President Donald Trump responded on Thursday morning to reports of a caravan of migrants moving through Central America toward the U.S. border by blaming Democrats for their purported “assault on our country.” The president was mimicking the commentators he was likely watching on Fox News, who urged Republicans to weaponize the caravan as an election issue ahead of next month’s midterms.
A caravan of as many as 4,000 Honduran migrants has entered Guatemala, leading Fox hosts to spend much of the week trying to stoke fears that the migrants are “heading this way” with plans “to storm our border.” None of this makes much sense -- the caravan would still need to make it through all of Guatemala and Mexico, and the Mexican government is currently deploying its own resources to stop the migrants. But because Trump’s worldview is shaped by the hours of Fox he consumes each day, that coverage is having an impact on U.S. policy -- and now, the topics of discussion in the midterm elections.
Trump entered the fray on Tuesday morning, warning that the U.S. would cut off aid to Honduras if the caravan isn’t turned back:
Trump frequently spends his mornings live-tweeting Fox & Friends, and his tweet almost certainly came in response to the show's coverage of the story that day:
With Trump weighing in, the story’s coverage escalated. And on Wednesday night, Fox contributor and presidential confidant Newt Gingrich urged Republicans to make the caravan a key voting issue:
“I think two words are going to define the night of the 2018 election in the next three weeks,” he told Sean Hannity. “One is Kavanaugh and the other is caravan.” Claiming that “the left is eager” for the caravan to enter the United States, Gingrich argued that “the American people are going to reject ... the way they are dealing with the border, and I think those will end up being the reasons the Republicans keep the House and dramatically increase the number of senators they have.”
The next morning, Fox & Friends repeatedly urged Republicans to take Gingrich’s advice.
During the show’s lead segment, after several minutes of dire warnings about the caravan, the hosts replayed portions of Gingrich’s comment. “So it comes down to a simple question regarding the Republicans and the Democrats, because it’s clear,” said host Steve Doocy. "If you think that our southern border should be open, support the Democrat.
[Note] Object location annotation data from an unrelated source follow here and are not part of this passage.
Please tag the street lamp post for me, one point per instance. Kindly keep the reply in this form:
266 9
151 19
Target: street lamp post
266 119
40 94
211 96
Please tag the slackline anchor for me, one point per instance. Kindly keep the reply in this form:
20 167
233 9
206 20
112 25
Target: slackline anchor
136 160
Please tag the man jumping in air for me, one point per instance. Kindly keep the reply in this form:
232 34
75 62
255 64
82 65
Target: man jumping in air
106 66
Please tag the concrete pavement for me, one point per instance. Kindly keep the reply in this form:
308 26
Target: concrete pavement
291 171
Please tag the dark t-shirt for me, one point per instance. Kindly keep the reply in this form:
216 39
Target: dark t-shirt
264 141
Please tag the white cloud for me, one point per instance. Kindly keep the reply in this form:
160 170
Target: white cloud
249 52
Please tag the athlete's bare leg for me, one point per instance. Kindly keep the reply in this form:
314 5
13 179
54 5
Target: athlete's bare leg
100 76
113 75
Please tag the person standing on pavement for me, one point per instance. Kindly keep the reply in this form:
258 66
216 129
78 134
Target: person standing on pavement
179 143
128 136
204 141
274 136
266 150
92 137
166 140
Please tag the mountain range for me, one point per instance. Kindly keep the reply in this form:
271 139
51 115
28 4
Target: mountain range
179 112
If you think the southern border should actually be a border with security, and stopping people, and processing them accordingly, then you’ve got to vote for Republicans, the Republicans say.”
In a second segment that hour, Fox contributor and former ICE Acting Director Tom Homan said, “This caravan issue lays at the feet of the Democratic Party up on the Hill” for not closing loopholes in immigration law. “I hope the American people are paying attention because this isn’t the president’s failure, this isn’t the secretary’s failure; this is the Democrats’ failure because they know the issue and they refuse to fix it. They’re putting their political ambitions ahead of public safety, national security, and border control.”
During a third segment, Doocy said that the election is “going to come down to” voters asking each other, “Hey, did you see that story this morning on Fox & Friends about the caravan? Can you believe that the Democrats want open borders?”
And at 7 a.m., the hosts again highlighted the migrant caravan, with Doocy arguing that “these images do get the base on the Republican side interested in voting because, clearly, it's a choice. Do you want a southern border with security or not?”
The president apparently got the message. In a series of tweets beginning at 7:25 a.m., he used the caravan to attack Democrats, saying they had “led (because they want Open Borders and existing weak laws)” an “assault on our country.” He also threatened to stop "all payments” to Honduras, El Salvador, and Guatemala, and said he would “call up the U.S. Military and CLOSE OUR SOUTHERN BORDER” if Mexico could not “stop this onslaught.”
This is not the first time Fox’s migrant coverage has triggered Trump to erupt on Twitter. In the spring, he similarly lashed out in response to Fox’s coverage of a caravan of migrants moving through Central America.
This Fox-Trump feedback loop presents a problem for journalists, as the president drives the network’s fearmongering coverage into the mainstream policy debate.